Conte ha bruciato la sua grande carta politica di condurre i Cinque stelle nell’alveo di una forza ambientalista e progressista. Salvini deve rendersi conto che non esiste un’alternativa politica seria a questo tipo di governo per questo Paese in questo momento di fibrillazione mondiale. La politica ha fatto così tanti pasticci da doversi arrendere ad essere ancora commissariata per un po’. L’alternativa unica rimasta sul campo è affidarsi nelle mani di un commissario nel senso forte del termine che non vuol dire che la politica è commissariata ma piuttosto che si rende finalmente conto che la corda è stata così tanto tirata da spezzarsi. Che è rimasto in piedi Draghi e questa fortunata esperienza di governo che deve chiudere la partita decisiva del Pnrr e affrontare le emergenze belliche e economiche di livello globale con la dignità che l’Italia ha saputo riconquistare in questo anno e mezzo.

Tutti i partiti devono soprattutto convincersi a rivendicare i risultati del loro lavoro con Draghi perché se quest’ultimo è il commissario loro sono la squadra che ha fatto il risultato. Mattarella non è Napolitano e, per sua scelta, non prende i partiti per la collottola  e il gioco astratto costituzionale davanti alla gravità dei problemi potrebbe non tenere. Non funziona più perché non si può chiedere a Draghi di andare a sbattere la faccia per cosa. Può funzionare invece che Draghi vada avanti e si facciano le cose. Non si può chiedere né a lui né a altri di tirare a campare perché non sono più quei tempi. È una situazione delicatissima in cui si fanno i conti con un mondo di matti, ma proprio per questo il commissario, sotto l’ala protettiva di Mattarella, deve provare a fare il botto. Bisogna che la politica e, ancora prima,  la società economica, civile, l’impresa e sindacati devono capire che il mondo è percorso da un conflitto tra autarchie e democrazia e che non consente posizioni ambigue. Si devono tutti rendere conto che  il costo economico più elevato di questa guerra lunga la pagano i Paesi europei e l’Italia è tra questi.

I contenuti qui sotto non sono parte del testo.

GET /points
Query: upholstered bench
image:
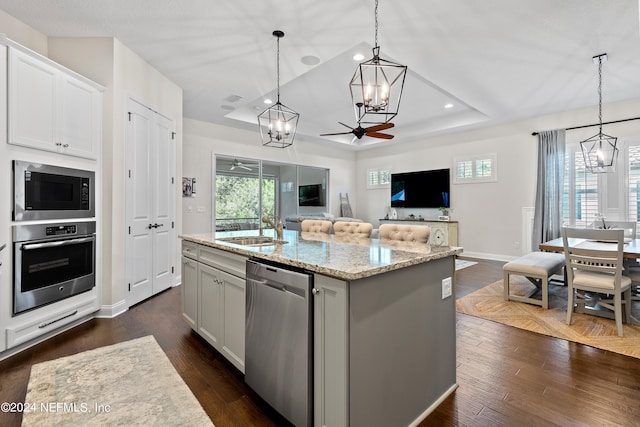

Non scherziamo, per piacere, con l’Italia e, se abbiamo davvero a cuore chi ha meno, cominciamo con il dire che il governo europeo che ha fatto di più su questo versante è quello italiano, ma soprattutto che ha la piena consapevolezza di fare ancora di più senza fare saltare i conti e senza fare nuovo debito che pagano i nostri figli. Non possiamo consentire alla barca italiana che sta correndo più velocemente delle altre di fermarsi, perché oggi fermarsi significa ribaltarsi e affondarsi.